FIG. 1 is a configuration diagram showing an embodiment of a frame synchronization circuit according to the present invention.

FIG. 2 is a configuration diagram of a conventional frame synchronization circuit.

[Explanation of symbols]

1, 10 ... First synchronization detection circuit, 2, 11 ...
Second synchronization detection circuit, 3 ... Frame storage shift register, 4 ... Selector, 5 ... First synchronization pattern decoder, 6 ... Second synchronization pattern decoder, 7 ...
Clock delay circuit, 8 ... Main synchronization selection circuit, 9 ... Masking logic circuit,

Claims (2)

[Claims] 1. A synchronous detection circuit for detecting the position of a frame bit transmitted, wherein one has a main synchronous circuit and the other has a sub synchronous circuit.

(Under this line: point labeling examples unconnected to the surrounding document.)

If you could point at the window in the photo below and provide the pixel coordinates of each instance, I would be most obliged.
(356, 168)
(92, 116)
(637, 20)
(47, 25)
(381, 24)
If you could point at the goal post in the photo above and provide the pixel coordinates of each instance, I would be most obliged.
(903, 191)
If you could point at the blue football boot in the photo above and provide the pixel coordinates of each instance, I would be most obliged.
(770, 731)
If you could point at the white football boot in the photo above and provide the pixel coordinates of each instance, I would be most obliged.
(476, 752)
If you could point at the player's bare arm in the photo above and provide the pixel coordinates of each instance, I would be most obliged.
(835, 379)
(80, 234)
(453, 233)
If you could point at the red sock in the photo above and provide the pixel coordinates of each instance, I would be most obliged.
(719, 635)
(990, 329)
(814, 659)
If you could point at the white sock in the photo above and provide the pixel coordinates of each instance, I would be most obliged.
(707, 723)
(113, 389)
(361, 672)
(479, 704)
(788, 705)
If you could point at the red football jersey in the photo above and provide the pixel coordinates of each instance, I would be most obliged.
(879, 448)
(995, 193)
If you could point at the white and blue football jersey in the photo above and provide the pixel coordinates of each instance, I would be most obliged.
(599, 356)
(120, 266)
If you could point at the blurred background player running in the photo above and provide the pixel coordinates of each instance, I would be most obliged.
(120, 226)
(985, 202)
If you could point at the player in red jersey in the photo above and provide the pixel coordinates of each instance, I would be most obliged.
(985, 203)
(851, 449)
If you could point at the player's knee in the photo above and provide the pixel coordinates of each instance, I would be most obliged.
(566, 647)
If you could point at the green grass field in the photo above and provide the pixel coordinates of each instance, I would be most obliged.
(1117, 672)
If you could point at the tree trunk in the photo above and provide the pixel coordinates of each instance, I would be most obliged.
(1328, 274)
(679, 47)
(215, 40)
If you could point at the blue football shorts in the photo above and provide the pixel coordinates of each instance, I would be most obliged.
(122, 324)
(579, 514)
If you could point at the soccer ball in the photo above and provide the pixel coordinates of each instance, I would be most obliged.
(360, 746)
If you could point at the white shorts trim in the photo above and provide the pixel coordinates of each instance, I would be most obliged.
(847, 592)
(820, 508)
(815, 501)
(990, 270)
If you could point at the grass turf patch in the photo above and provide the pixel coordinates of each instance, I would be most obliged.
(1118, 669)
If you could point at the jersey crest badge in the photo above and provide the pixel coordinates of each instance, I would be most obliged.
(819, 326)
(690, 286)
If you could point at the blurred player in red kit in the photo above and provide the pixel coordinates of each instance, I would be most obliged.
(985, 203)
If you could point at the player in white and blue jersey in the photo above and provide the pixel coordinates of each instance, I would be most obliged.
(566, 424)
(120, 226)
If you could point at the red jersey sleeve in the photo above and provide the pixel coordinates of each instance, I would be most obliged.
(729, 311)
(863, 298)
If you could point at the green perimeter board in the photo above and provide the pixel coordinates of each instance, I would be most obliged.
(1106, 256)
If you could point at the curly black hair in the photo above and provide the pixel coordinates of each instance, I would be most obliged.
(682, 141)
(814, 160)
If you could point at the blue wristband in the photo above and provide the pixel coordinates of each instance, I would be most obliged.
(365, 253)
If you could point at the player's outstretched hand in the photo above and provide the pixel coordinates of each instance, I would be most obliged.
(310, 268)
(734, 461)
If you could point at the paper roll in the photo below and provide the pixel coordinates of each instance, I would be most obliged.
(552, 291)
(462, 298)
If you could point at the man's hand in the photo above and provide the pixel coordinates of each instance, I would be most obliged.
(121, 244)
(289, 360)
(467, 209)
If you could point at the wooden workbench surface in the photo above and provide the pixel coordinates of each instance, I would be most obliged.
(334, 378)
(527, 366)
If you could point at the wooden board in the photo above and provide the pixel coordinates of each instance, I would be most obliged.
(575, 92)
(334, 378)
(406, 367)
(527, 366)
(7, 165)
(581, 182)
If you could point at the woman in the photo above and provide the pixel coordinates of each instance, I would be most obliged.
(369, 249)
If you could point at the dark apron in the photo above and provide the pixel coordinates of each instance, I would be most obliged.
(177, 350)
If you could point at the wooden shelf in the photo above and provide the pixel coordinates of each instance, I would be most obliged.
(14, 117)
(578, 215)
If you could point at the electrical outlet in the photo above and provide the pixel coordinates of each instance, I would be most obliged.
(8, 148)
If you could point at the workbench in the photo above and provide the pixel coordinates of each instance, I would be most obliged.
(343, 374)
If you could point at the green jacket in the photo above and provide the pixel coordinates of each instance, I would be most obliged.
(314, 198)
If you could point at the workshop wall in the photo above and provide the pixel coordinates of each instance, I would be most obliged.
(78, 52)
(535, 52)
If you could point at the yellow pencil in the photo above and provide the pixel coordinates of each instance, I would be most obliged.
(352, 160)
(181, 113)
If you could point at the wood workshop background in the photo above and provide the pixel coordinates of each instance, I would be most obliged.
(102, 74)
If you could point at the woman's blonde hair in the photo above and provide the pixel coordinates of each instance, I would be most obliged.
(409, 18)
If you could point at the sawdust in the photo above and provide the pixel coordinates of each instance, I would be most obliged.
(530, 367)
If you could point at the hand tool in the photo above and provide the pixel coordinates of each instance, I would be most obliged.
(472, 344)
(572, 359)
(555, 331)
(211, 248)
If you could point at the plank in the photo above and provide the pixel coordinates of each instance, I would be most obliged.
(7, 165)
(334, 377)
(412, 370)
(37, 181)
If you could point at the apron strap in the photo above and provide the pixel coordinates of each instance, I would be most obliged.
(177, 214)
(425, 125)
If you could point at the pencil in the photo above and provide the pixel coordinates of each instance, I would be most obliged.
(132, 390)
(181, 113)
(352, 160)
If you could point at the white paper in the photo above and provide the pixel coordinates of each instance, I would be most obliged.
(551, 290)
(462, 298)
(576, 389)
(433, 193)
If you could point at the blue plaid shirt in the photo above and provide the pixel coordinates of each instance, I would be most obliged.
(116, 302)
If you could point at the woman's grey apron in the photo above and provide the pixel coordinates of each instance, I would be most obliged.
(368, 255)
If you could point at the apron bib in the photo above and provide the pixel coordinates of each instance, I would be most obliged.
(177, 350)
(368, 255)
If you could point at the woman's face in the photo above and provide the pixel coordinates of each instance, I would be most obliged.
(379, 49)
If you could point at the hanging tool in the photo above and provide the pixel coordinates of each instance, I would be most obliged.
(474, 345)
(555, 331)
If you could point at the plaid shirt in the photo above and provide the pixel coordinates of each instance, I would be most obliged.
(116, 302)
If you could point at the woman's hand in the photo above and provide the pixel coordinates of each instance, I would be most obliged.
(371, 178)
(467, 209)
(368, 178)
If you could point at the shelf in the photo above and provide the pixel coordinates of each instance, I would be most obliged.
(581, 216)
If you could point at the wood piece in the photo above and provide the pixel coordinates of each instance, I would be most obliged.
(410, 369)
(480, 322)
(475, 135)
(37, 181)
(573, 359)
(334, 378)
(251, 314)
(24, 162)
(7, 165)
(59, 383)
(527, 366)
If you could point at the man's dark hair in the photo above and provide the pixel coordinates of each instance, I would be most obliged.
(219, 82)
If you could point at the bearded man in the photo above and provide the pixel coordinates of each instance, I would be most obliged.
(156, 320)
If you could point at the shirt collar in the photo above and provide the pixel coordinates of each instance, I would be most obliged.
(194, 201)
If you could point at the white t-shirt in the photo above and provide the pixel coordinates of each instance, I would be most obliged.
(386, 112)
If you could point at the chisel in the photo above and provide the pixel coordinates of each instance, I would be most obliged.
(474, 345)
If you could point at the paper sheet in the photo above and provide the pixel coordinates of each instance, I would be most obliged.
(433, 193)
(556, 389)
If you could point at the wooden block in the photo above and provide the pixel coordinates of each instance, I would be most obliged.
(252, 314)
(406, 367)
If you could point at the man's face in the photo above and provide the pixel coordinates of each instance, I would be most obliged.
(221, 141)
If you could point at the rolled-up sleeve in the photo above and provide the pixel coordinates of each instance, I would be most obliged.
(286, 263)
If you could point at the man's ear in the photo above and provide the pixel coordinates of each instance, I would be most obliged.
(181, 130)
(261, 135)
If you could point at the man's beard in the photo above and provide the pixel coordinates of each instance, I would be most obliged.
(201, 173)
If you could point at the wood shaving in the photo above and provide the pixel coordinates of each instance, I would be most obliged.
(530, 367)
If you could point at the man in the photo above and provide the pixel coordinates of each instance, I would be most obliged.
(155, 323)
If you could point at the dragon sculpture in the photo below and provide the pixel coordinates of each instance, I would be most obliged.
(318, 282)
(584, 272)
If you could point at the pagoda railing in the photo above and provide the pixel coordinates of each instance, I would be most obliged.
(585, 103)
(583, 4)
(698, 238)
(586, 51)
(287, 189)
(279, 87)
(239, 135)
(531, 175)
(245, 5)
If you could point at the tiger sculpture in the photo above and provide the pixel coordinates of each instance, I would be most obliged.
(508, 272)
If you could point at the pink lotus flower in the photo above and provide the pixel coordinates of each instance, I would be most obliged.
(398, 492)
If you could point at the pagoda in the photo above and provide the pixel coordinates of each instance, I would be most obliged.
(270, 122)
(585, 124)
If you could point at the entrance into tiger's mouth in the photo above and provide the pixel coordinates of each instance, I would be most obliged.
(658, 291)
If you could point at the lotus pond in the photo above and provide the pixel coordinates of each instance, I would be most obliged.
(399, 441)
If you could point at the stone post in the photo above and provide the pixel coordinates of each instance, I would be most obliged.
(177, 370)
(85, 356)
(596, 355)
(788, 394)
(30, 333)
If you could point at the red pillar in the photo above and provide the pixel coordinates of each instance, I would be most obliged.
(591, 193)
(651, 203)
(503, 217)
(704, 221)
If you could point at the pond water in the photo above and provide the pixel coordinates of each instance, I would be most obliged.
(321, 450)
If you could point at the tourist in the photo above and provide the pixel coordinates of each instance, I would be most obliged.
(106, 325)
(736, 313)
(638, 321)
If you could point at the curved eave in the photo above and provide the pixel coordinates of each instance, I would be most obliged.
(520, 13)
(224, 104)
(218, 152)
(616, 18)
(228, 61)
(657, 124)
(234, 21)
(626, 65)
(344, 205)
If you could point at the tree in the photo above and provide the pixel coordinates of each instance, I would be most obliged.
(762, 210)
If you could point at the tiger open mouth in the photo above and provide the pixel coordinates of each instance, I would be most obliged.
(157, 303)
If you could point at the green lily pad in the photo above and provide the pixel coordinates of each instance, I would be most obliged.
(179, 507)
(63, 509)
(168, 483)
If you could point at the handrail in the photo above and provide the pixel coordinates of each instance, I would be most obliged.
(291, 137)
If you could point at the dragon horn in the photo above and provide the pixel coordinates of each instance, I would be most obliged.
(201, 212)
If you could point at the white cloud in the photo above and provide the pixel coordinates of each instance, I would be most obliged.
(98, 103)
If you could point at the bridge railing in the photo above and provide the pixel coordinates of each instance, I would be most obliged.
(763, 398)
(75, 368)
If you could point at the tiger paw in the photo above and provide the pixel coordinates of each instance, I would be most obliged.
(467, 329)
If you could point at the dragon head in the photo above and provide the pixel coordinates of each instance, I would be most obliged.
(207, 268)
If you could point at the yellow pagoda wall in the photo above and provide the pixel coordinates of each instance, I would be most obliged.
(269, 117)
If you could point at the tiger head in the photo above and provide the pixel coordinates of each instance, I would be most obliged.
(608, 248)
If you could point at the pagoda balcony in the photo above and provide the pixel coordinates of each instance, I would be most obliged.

When the main synchronous circuit is pseudo-synchronized, A frame synchronizing circuit for switching between a main synchronizing circuit and a sub synchronizing circuit, wherein the frame synchronizing circuit comprises masking means for masking the sub synchronizing circuit with respect to a synchronizing pulse at a position where the main synchronizing circuit is synchronized. Frame synchronization circuit. 2. The frame synchronizing circuit according to claim 1, wherein the masking means prevents the sub synchronizing circuit from synchronizing at a synchronizing position detected by the main synchronizing circuit.